I remember the house as a ramshackle structure, huge with high ceilings, large drafty rooms, and the wooden porch painted a peeling grey. On the porch you could watch the fat, black bumble bees diligently working to mine the wooden posts that held the roof in place. A luxuriant, deep, and very high stand of shell ginger plants lined the Lunalilo St. side of the house, with two sets of eight or ten stone stairs climbing from the yard up to the porch.

Jan In a Mango Tree
Me in the mango tree

The set of stairs at the middle of the house brought you to what was the formal (and basically seldom used) entrance to the “parlor,” a formal room with old oriental rugs that people used to pass through on their way to another part of the house. The other set of stairs to the right, brought you outside the kitchen and had at its foot a very prolific Hawaiian chili pepper bush. It stands out in my memory because it was to this bush that Uncle Al would go for chilis to rub on our lips to discipline us about the words and/or attitudes my cousins and I indulged in from time to time. It’s amazing that I still love the tang of those little red tormentors!

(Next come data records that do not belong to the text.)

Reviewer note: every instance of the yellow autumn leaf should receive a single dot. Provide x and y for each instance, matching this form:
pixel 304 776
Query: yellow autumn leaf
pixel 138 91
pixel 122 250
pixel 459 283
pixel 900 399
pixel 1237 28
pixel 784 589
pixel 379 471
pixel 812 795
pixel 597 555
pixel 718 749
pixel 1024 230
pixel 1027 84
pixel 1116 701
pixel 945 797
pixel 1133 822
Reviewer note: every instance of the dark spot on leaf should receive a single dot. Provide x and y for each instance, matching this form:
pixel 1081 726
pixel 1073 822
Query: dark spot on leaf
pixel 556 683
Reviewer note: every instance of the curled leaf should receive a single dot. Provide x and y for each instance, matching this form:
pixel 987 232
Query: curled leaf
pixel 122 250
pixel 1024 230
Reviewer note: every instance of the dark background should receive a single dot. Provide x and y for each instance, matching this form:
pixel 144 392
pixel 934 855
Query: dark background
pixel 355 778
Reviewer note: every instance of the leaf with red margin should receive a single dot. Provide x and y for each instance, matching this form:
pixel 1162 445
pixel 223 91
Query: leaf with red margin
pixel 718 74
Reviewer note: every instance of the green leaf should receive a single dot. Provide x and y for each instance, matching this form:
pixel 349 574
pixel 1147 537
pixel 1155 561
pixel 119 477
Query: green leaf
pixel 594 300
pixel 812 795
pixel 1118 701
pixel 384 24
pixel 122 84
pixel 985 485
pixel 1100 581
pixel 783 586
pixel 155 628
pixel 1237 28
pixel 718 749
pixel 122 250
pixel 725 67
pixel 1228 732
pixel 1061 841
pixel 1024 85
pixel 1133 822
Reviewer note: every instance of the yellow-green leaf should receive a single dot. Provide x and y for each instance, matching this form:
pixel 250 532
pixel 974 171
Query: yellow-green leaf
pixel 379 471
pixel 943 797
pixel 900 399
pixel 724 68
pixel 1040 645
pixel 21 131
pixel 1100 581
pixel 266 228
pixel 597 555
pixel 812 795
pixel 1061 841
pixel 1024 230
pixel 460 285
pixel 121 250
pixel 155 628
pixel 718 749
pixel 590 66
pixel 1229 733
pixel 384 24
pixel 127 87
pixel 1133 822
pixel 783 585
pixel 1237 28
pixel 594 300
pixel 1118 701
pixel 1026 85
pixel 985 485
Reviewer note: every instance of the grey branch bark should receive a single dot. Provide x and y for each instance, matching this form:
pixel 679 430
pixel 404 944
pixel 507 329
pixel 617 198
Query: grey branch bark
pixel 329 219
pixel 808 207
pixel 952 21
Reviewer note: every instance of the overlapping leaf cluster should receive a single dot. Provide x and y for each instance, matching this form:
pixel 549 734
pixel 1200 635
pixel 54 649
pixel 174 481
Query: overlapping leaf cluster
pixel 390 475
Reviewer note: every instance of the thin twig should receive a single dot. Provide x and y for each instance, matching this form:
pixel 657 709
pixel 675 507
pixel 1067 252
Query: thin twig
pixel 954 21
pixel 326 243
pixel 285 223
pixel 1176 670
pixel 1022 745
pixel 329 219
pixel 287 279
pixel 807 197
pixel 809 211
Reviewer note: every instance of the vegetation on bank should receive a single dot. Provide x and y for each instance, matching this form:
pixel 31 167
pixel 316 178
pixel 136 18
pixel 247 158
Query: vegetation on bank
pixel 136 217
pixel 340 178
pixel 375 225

All of my cousins were older than I. Michael was the youngest of my cousins and was five years older. He was for all intents and purposes, my older brother and my model, and I his shadow. Melvin (“Buddy” as he was called) was several more years my senior and Alpha, the oldest, was ten years my senior and the same age as my sister Barbara (I couldn’t say her name so she became and remains, “Tita”…sister). Since sister Barbara had a very active social life at Punahou, Cousin Alpha was often stuck caring for her bratty younger cousin Jan. Life was and is not fair. To this day, however, I have a special place in my heart for Alpha and Michael. The latter was important as one of my first guides to how life works. He had a newspaper route in and around the Lunalilo St. and Thomas Square area, and used me as slave labor to deliver his papers in exchange for a couple of small waxed juice bottles that were the rage in the latter part of the ‘40’s. Michael introduced me to the wonders of the manipulation of people (in good ways) and could get me to run up the longest driveways with the paper for those little wax bottles and the occasional big treat, a strawberry soda. The strawberry sodas were usually won after a particularly hard day (for me, at least) of delivering newspapers and part of the thrill of getting it was plunging my arm into the water and ice to claim my prize at the small corner store. Strawberry soda was my favorite, but it often found competition with Nesbitt’s orange soda in the bumpy bottle. Strange to think how life’s memories are populated by these details. At the time, however, they were important building blocks of my life.

In Front of the Cottage
In Front of the Cottage

Adults on the whole had their own lives separate and apart from us kids. We spent our childhood exploring around the block and if we could get away, down at Dole Park a couple of blocks down the street past the old Normal School. The park has a cliff that was a magnet to young children and I’m just amazed that I don’t remember losing friends off its face. In the neighborhood, people were always very vocal about reminding you what you should or should not be doing. At dinner time the neighbors reminded you to go home and eat. Mom and Dad didn’t have to chase you down. The Simaos lived in the house just behind us and when dinner was ready, Mrs. Simao would call in a shrill voice for her two children to return. Like clockwork, “Diana June, Earl William, you come home NOW!” would resonate throughout the neighborhood at dinner time. Looking back on it, things like Mrs. Simao’s trumpeting voice provided structure and stability to our lives.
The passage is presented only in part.